CS 1102: Notes and Exercises on Map/Filter


Review of Map and Filter

Map and filter are two built-in looping constructs in Scheme; both consume a function and a list, but each performs a different operation on the list. Filter, as its name suggests, creates a list of all elements on which the function returns true, while map calls the given function on every element of the list, returning a new list of the results.

As a reminder, here are their definitions:

   ;; filter : (alpha -> boolean) list[alpha] -> list[alpha]
   ;; extracts elements of list that satisfy predicate
   (define (filter pred alst)
     (cond [(empty? alst) empty]
           [(cons? alst)
            (cond [(pred (first alst)) 
                   (cons (first alst) (filter pred (rest alst)))]
                  [else (filter pred (rest alst))])]))

   ;; map : (alpha -> beta) list[alpha] -> list[beta]
   ;; returns list of results from applying function to each element
   ;;    of the input list
   (define (map f alst)
     (cond [(empty? alst) empty]
           [(cons? alst) (cons (f (first alst))
                               (map f (rest alst)))]))

Okay, but what's interesting about map and filter? Why are they any better/worse/different from loops in other languages?

The text has a lot more information on building custom iterators and the process by which you define an iterator for particular pairs of functions. See Chapter 22 of HtDP for this material.

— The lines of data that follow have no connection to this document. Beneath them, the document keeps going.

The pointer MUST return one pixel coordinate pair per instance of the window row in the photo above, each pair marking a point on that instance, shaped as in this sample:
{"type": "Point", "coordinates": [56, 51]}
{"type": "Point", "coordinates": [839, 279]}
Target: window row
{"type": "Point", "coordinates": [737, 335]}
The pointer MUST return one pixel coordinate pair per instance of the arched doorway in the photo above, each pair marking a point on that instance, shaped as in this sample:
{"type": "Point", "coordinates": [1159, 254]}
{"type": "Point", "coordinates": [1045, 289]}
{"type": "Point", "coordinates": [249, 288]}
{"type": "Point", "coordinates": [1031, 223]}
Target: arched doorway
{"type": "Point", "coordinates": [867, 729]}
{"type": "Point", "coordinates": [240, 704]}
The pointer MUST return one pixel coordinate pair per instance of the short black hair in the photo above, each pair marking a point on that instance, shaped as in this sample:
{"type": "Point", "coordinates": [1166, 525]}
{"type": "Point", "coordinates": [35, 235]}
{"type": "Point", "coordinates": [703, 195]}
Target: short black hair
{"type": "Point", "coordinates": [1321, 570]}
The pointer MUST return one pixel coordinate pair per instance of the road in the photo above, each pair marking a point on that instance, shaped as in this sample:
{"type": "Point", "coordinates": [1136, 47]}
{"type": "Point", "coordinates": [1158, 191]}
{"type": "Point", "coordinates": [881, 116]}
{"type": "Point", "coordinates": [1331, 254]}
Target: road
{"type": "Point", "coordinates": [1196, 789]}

Practice Exercises with Map and Filter

Imagine a travel agency that maintains two databases: one of information about cities and one about flights between cities.

  ;; A city is a (make-city symbol list[symbol])
  (define-struct city (name features))

  (make-city 'new-york (list 'music 'museums 'baseball 'strong-accents))

  ;; A flight is a (make-flight symbol symbol number list[number])
  (define-struct flight (from to number dates))

  (make-flight 'boston 'new-york 675 (list 10 13))
  ;; this example says that flight 675 from boston to new-york
  ;; operates on the 10th and 13th of each month

Assume you have lists of cities and flights. Using these lists, you can write several functions to help implement a travel agency. As you work through these exercises, ask yourself which ones can be written with map/filter, which ones cannot, and which ones require nested lambdas instead of externally-defined functions. If you can write these and know why you wrote them as you did, you're in good shape with map and filter.

You can make up a whole host of other functions to write for practice. Be creative!